Anyway the point of this post was that I was pulled off a IM in Evanston WY and charged with "Riding Railway Equipment" after being spotted by a fresh crew awaiting on the runway in Ogden. The cops were cool and quite generous as they not only loaded me up on more groceries than I could carry but they also bought me a ticket on greyhound to the next CC which was rock springs. The cop was smiling when he said "BY Law I must tell you that you have to come back to court" and wrote my ticket. Of course I didnt go which was scheduled for June 19. cause I ve never been one to freely face the judicial system and my motto has always been " you aint takin me alive copper". Hey at least someone wants me right? It is my understanding that no misdemeanor is extraditable over any state line period..however within the state of issuance is permissible. I ll let ya ll know if this is true the next time I get my license run cause i most certainly didnt go to court..thats not Punk Rock! LOL!
And i m not in WY either!


----------



## Kim Chee (Jul 6, 2012)

railroadron said:


> The rumor that its UP s bull school was circulating as far back as my early train hoppin days from the 80 s .


 
I've heard about "bull schools" in various places, not sure if real deal. I do know they get OJT as I remember an occasion where I was riding an IM west in Indio and there were dos toros with flashlights looking at seals as the train passed them. They saw me on a spine car and had the train stop. I was asked if I knew where I was (I did) and asked about Niland checkpoint and I said it was not in operation which of course was why I was still on such a visible ride, much to their dismay. I boarded the train in El Paso. The experienced bull was telling bull junior about "high sides" on the car I was riding which is something a prospective bull would have gotten much training on in school and would have been pretty much a moot point by the time they were on the job. Anyway, after going through my bag and running my information I was released. I was able to catch out the next day and finish my ride.


----------



## Dmac (Jul 6, 2012)

that might have been my post about being busted in north platte, bull was cool, but hand cuffed me and took my picture next to the no trespassing sign. he did give me a bunch of water and dropped me off next to "the barn" convenience store. but wrote me a ticket that i think i will just end up blowing off.


----------



## joaquim33 (Jul 6, 2012)

had friends busted there and given smallish tickets. overall sounds like the bulls theyve encountered were very gentlemanly, and told of workers kicking them down money and water as they were being escorted out. they were found with the mirror on the stick lookin into the well.


----------



## Unslap (Aug 2, 2012)

I went thru there two days ago. Being aware of this trick that north platte bulls seem to be fond of, i moved myself and gear to a corner of the well and kept my eyes open... After an hour and apparently still no new crew i sprawled out wothout a care.
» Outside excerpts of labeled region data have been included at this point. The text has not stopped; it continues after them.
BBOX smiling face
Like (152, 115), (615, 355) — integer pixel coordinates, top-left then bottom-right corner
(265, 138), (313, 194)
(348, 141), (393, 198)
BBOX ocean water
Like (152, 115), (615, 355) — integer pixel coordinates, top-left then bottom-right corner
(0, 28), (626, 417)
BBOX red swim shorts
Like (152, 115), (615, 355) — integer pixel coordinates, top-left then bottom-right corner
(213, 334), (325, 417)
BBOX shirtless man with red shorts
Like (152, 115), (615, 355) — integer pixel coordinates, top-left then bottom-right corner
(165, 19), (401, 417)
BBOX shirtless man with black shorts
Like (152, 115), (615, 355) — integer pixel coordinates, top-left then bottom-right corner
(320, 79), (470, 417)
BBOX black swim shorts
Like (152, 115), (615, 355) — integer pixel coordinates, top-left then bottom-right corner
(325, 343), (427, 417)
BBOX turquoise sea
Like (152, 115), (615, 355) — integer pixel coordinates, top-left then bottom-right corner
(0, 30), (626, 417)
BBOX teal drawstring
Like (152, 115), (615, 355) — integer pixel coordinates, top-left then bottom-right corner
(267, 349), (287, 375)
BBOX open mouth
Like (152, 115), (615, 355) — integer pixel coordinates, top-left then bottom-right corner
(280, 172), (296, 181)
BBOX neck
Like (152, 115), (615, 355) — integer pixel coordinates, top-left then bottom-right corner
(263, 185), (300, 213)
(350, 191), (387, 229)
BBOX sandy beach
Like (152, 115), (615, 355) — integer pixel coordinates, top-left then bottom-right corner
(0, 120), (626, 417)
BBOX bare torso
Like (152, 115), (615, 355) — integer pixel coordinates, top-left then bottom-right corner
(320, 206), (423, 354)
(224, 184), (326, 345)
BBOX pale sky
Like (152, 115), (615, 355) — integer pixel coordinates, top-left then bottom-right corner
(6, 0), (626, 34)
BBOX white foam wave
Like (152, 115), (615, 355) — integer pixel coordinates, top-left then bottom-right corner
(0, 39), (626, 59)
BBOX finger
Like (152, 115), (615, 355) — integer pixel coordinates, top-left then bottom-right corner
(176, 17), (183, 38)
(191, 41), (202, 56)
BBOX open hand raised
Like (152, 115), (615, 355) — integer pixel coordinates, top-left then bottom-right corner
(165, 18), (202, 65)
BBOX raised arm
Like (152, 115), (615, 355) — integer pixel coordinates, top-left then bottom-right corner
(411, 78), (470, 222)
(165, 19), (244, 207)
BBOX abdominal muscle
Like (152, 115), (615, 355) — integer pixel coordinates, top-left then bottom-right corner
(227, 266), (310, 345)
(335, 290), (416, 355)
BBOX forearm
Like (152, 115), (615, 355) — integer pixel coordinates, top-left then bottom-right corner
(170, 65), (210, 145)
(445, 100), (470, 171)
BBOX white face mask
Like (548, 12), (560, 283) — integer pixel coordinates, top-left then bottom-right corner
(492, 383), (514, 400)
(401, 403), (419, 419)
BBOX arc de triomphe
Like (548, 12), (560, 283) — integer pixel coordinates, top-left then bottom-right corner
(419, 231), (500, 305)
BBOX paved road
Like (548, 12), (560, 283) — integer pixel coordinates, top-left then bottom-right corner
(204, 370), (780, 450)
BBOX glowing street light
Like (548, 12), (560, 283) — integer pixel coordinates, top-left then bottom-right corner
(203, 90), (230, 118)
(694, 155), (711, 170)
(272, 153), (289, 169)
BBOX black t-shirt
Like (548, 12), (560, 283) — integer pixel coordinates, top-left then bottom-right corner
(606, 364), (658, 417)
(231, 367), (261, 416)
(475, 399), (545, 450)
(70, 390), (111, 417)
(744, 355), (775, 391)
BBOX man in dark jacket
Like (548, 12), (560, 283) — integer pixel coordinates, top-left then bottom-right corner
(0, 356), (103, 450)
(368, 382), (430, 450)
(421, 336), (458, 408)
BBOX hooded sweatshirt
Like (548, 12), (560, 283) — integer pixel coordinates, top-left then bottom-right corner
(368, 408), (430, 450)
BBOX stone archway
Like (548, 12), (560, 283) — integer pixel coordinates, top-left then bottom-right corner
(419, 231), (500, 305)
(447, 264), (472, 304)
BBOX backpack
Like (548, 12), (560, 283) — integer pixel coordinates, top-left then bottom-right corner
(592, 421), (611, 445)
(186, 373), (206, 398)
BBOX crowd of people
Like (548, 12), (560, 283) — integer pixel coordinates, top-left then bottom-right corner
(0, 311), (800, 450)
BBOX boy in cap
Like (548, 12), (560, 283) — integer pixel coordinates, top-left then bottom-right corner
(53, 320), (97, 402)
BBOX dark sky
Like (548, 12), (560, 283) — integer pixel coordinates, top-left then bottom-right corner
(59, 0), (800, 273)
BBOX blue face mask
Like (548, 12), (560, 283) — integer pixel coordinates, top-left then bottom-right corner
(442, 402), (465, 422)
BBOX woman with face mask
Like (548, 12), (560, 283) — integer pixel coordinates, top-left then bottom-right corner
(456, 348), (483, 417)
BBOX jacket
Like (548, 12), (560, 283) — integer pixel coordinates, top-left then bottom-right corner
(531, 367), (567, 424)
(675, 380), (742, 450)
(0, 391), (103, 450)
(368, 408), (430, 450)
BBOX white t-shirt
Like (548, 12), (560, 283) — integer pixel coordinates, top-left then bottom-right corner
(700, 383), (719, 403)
Then i saw a guy on a motorcycle flying down one of the roads BTN the tracks... Do employees ever use bikes or was this dude just a badass trespasser?!


----------



## Kim Chee (Aug 2, 2012)

Unslap said:


> IThen i saw a guy on a motorcycle flying down one of the roads BTN the tracks... Do employees ever use bikes or was this dude just a badass trespasser?!


 
I've never seen a motorcycle used in a rail yard. I have seen railroad employees use 4 wheelers in the larger yards. If bulls or railroad employees are using motorcycles near the tracks, it's news to me.


----------



## Unslap (Aug 3, 2012)

Whats next, mono-railriders? !


----------